Part II: Reproducible analyses in R with Docker

Part II: Reproducible analyses in R with Docker

📌
This article is a follow up to Part I where I illustrate my attempts in making my analyses in R reproducible. I ran into two issues in my previous attempt, which I have now resolved and will discuss below:
  • Even after installing the required libraries for the analyses via the Dockerfile RUN R -e install.packages(...), they did not seem to appear
  • I wasn’t able to mount the installed libraries on my local computer/host machine to the container library; every time I ran .libPaths()` it only showed the libraries that came with the rocker/verse image

Learning Docker

When I set out to share R analyses in a reproducible manner with my co-worker, I did not have the goal of learning docker containerization or how volume mounting works specifically — my goal was to simply to solve the problem at hand. But this is the nice part about project-driven learning, I’ll inevitably learn how to do X in order to serve my main goal — advancing science and doing reearch!
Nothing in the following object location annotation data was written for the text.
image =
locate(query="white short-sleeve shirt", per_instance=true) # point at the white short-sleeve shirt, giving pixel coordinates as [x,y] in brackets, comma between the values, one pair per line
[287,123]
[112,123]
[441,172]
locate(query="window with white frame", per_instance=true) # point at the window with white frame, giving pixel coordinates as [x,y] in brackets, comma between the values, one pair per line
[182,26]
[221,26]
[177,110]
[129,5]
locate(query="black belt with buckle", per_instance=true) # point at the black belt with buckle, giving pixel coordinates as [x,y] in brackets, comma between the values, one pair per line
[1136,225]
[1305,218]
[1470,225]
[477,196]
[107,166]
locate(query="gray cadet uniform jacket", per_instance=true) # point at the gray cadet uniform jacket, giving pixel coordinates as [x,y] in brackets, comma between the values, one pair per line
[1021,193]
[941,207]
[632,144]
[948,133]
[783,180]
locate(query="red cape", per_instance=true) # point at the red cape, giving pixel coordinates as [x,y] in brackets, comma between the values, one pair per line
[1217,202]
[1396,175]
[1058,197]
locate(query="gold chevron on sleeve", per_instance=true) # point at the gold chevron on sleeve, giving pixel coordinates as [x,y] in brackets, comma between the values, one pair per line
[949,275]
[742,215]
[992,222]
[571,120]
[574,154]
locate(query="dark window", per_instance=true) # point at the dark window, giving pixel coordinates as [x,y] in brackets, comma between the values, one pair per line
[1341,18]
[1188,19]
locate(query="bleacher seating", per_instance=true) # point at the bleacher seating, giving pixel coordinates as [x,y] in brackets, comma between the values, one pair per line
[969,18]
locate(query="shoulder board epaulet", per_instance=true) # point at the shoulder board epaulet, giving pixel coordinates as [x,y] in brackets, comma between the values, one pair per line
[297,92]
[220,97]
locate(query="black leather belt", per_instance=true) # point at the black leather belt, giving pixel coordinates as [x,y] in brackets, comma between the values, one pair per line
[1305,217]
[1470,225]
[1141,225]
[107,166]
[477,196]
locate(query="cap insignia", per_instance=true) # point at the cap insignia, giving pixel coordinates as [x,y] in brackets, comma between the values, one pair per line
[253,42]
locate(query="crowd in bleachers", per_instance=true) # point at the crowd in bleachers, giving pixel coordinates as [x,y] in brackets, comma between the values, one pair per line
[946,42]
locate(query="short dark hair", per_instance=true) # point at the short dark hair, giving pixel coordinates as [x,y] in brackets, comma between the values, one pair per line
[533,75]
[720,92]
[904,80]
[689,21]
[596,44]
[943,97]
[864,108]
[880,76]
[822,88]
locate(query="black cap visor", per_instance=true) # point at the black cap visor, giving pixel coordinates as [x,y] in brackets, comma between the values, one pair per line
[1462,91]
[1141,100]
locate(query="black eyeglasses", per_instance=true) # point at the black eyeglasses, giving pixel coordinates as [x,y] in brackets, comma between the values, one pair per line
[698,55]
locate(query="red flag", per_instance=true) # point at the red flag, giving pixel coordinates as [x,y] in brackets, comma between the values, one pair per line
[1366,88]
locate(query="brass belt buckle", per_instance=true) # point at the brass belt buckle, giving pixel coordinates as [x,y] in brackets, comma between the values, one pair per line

Copy R script(s) to the container via specification in Dockerfile

# Base R image
FROM rocker/verse:4.3.2

# Install R dependencies
RUN R -e "install.packages(c('readr', 'plyr', 'tidyverse', 'lme4', 'car', 'nlme', 'ggplot2'))" 
# nlme already part of verse though

# Copy our R script to the container
COPY /analysis/infl_marker_huixin.R /home/rstudio/analysis/infl_marker_huixin.R

# Set the working directory
WORKDIR /home/rstudio

Understanding Docker Volume Mounting

Docker volume mounting is a feature that allows you to link a directory on your host machine with one inside a Docker container. However, it can also lead to unexpected behavior if not used correctly. In this article, I’ll clarify two common misconceptions about Docker volume mounting.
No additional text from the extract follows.